Keeping your beagle’s weight in check
If you adhered to training guidelines, your beagle should be well trained by the time it gets to 18 months. As such, your only requirement as the owner, at this point, is feeding and exercising it. We’ve provided a guideline on how much to feed your dog here (provide a link to the article ‘How much should beagles eat’). Follow those guidelines in combination with exercises, and your beagle will always remain in shape.
Its exercise regimen at 18 months should include a daily 1-mile walk in addition to cardio exercises, e.g., running, swimming, hiking, playing fetch, and chasing. If you have the means and time, you could train your beagle to undertake sport-like drills such as running up a flight of stairs one at a time and doing so repeatedly. Alternatively, you could buy some cones, space them such that they’re, say 30 yards apart, and then train your beagle to run from one cone to another. Your beagle will definitely love cardio owing to its background as a hunting dog.
However, you should not subject your beagle to an excessive amount of exercise while it’s still growing. That is before it gets to 18 months. This is based on the fact that its skeletal system is still not fully developed. The most crucial parts of the system in this stage are the growth plates.
Growth plates are found in growing dogs, at the ends of bones are a combination of cartilages. They are really soft areas and permit growth in such dogs, whenever they are open, since they are the regions wherein cell division occurs.
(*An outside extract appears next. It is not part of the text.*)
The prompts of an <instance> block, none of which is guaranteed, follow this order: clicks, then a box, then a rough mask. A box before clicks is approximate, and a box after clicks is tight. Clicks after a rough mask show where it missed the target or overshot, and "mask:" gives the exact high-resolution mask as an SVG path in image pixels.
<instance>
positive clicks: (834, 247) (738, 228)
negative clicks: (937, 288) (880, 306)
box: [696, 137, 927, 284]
A dog is said to have stopped growing once the growth plates close.
Being soft areas, they are susceptible to damage under excessive physical stress. This damage, in growing dogs, can be likened to a pull or sprain in an adult dog. However, for the former, the damage portends doom. It results in either shortened leg(s) or malformed limb(s). As such, although beagles are extraordinarily hyper and love activities that require a lot of energy, you should strike a balance. You should avoid subjecting them and their feeble bodies to excessive physical stress through the exercise regimen you choose for them.
Hyperactivity and Growth
Earlier on, we had alluded to the existence of a relationship between hyperactivity and growth. Our premise was anchored on the fact that beagles are usually hyperactive before they reach full maturity. In short, they stop being hyper once they’re mature, and they typically attain maturity at the age of 18 months. As such, in the months preceding their 18-month birthday, they’re likely to start showing signs of declining activity. This phenomenon results from their fully developed brain, which enables them to regulate their energy. Hence, our observation on the existence of a relationship.
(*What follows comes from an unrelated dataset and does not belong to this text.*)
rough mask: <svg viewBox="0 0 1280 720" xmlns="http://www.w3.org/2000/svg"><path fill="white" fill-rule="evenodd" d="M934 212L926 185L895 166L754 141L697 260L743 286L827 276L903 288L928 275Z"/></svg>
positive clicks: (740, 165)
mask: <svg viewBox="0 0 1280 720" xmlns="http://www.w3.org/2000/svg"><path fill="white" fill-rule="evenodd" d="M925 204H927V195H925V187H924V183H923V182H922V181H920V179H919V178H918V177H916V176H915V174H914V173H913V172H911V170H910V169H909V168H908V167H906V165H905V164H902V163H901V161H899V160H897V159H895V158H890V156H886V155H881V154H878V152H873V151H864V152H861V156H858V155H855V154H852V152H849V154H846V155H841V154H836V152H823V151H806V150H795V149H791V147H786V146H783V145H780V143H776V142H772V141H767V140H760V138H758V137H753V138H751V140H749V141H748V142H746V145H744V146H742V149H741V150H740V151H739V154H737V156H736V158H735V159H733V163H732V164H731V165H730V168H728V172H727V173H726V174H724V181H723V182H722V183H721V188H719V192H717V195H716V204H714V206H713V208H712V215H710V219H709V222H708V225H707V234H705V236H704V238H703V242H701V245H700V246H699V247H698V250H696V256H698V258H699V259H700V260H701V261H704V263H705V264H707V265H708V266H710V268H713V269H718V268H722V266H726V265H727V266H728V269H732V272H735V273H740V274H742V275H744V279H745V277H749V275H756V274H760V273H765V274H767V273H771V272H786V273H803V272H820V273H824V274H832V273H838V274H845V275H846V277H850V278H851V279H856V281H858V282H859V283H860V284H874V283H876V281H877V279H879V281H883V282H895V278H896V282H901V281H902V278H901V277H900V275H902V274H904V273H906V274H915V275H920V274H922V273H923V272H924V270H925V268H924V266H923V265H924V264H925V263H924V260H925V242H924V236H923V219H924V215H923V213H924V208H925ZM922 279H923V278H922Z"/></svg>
In this case, however, as in every other scenario, there are some outliers. Some beagles may still be hyperactive even after clocking 18 months. The dogs exhibiting such behavior are usually not well developed mentally. Their body might be fully grown, but their brain is still playing catch-up. But eventually, they’re bound to be fully developed, and it’s only then that they’ll have the mental capacity to regulate their hyperactivity.